Join Date: Feb 2009
Location: Northeastern BC
Careful about confusing "tongue weight" with gross trailer weight. There's no way your average 2" receiver hitch will take a 2000 lb. tongue weight. A couple of hundred at *most*.
The tongue weight is the weight the trailer tongue would be putting on the suspension of your vehicle -- not the actual weight of the trailer. Remember, the idea is to somewhat balance your trailer load (with a small bias in front of the trailer wheels), so that the trailer is carrying the deadweight, not your vehichle.
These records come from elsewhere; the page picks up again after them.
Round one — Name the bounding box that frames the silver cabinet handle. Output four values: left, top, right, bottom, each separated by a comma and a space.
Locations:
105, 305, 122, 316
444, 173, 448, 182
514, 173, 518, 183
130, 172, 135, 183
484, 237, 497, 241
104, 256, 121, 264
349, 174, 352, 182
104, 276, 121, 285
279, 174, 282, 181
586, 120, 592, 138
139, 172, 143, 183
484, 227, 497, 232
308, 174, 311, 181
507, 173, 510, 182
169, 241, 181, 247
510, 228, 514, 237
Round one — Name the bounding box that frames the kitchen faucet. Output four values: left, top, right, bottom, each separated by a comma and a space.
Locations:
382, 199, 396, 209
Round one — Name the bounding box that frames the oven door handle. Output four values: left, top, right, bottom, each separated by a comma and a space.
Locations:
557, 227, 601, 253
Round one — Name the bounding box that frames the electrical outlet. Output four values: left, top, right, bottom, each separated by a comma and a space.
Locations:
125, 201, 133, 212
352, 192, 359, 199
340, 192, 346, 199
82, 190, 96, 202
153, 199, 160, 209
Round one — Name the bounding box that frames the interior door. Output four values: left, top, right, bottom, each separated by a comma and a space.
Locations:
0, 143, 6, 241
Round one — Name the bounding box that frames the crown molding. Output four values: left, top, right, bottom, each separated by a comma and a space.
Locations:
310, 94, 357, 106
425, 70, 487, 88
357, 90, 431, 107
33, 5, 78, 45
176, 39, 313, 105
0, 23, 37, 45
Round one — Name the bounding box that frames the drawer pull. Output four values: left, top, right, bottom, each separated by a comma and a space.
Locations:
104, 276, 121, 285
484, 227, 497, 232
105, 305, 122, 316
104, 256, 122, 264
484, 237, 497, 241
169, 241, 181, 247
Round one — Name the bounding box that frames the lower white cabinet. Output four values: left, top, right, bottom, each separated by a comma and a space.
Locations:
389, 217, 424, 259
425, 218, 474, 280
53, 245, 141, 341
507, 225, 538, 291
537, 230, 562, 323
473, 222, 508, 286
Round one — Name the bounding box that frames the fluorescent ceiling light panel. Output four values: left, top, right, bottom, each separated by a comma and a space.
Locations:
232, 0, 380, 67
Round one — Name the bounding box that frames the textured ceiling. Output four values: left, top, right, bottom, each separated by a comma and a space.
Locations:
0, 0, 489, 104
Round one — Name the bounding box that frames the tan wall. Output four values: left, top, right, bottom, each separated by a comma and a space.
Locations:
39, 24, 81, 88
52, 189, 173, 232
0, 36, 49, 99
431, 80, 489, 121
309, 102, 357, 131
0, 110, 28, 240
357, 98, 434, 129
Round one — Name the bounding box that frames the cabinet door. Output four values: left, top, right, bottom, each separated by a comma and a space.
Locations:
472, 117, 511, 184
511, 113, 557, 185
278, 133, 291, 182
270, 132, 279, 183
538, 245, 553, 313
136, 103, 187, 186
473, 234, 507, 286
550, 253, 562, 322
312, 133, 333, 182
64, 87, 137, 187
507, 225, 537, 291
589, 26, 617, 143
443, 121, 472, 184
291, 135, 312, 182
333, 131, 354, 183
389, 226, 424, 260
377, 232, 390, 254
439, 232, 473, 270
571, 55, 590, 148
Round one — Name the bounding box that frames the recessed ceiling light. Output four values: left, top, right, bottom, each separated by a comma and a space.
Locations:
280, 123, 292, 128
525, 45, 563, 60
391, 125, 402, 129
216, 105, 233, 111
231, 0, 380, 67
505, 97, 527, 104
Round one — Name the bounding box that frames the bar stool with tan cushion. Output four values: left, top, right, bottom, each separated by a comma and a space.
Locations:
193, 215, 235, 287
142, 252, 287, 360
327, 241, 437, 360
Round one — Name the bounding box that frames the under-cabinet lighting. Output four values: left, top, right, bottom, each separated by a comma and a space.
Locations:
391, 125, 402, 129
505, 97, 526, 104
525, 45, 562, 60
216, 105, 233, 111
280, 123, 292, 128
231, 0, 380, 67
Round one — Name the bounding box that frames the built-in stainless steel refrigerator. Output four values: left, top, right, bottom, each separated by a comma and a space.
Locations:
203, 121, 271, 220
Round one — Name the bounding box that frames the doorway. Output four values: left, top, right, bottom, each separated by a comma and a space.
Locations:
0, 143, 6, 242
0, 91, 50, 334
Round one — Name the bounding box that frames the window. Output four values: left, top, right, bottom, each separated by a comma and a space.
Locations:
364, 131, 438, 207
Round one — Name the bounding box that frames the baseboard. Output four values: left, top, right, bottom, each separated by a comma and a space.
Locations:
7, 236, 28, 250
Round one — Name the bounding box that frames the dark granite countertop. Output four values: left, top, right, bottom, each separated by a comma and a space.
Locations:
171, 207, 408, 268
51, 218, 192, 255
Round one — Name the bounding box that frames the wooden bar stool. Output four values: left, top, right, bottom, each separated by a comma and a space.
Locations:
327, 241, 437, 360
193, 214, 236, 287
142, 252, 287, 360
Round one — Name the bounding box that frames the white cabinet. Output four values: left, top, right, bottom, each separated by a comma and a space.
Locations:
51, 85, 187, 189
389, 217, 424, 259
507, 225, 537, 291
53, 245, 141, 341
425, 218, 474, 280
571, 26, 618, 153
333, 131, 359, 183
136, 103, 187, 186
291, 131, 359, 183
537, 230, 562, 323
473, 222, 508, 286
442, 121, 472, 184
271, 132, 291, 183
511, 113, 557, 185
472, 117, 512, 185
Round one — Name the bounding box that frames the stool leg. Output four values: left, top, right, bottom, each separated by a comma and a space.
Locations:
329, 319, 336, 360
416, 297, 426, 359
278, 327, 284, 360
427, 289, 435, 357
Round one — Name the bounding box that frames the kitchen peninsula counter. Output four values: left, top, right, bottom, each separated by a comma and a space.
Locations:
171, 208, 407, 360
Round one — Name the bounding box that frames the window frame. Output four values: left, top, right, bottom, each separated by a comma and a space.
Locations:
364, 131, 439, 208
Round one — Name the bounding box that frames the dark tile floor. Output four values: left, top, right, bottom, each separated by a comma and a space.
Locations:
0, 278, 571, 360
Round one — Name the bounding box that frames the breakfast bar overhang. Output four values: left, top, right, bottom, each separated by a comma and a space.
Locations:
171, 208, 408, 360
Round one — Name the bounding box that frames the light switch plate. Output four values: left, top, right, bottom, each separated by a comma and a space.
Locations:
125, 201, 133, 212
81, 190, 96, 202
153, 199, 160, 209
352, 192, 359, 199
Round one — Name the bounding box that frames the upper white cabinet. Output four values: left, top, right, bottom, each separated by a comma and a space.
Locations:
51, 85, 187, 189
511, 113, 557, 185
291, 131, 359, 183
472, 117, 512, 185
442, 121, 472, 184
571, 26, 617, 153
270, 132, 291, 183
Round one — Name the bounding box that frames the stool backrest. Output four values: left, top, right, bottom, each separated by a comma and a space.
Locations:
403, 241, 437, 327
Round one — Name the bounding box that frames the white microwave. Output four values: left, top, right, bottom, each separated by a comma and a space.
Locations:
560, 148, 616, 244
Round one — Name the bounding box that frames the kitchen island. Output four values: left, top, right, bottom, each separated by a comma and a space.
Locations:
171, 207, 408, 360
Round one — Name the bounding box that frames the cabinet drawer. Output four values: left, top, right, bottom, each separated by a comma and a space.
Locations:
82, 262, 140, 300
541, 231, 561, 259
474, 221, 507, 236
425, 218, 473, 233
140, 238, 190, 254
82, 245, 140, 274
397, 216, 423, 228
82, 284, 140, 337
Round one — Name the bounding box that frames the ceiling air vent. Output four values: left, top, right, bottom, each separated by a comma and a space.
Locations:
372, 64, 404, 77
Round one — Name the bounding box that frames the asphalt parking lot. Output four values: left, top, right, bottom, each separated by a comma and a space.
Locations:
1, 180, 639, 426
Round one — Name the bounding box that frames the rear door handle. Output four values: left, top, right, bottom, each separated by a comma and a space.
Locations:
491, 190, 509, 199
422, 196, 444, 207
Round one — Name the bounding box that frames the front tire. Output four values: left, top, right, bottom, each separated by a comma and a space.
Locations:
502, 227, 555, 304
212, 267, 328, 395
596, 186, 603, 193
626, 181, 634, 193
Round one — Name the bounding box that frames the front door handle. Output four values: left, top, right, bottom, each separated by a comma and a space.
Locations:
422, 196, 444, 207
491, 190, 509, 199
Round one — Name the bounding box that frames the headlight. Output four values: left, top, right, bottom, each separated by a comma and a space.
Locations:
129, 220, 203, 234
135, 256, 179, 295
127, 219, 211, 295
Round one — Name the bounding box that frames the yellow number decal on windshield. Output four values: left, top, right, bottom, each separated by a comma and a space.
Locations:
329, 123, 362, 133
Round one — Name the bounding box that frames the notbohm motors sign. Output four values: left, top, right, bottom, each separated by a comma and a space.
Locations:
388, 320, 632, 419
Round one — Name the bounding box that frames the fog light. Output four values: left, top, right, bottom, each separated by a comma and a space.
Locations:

For example, the other day I was using a U-haul utility trailer to cart a load of broken concrete from my backyard to the dump. The weight of the broken concrete in the trailer just happened to be 2006 lbs. However, I could still wiggle the tongue on the hitch up and down with my bare hands. Which means I could probably have dead-lifted the tongue. I'd guess there was about 150 - 200 lbs. *tongue weight*.
You need a little bit of weight ahead of the trailer axle (ie., on the tongue) to keep it from weaving. I think the rule of thumb is 60/40. My drop hitch actually has stamped it's maximum tongue weight at 600 lbs., before it presumably snaps in half, or something.
Now, if the entire weight of my concrete would have been on the tongue, I probably would have snapped my leaf springs on the first pot-hole, assuming my front wheels could even touch the ground!
Tongue weight vs. trailer weight -- that's why even a compact 1/2 ton like a Ranger can pull almost 3 tons, no problem. I'd guess the braking capacity of the vehicle is the limiting factor?
If Princess Auto were a real girl, I'd ask her to marry me.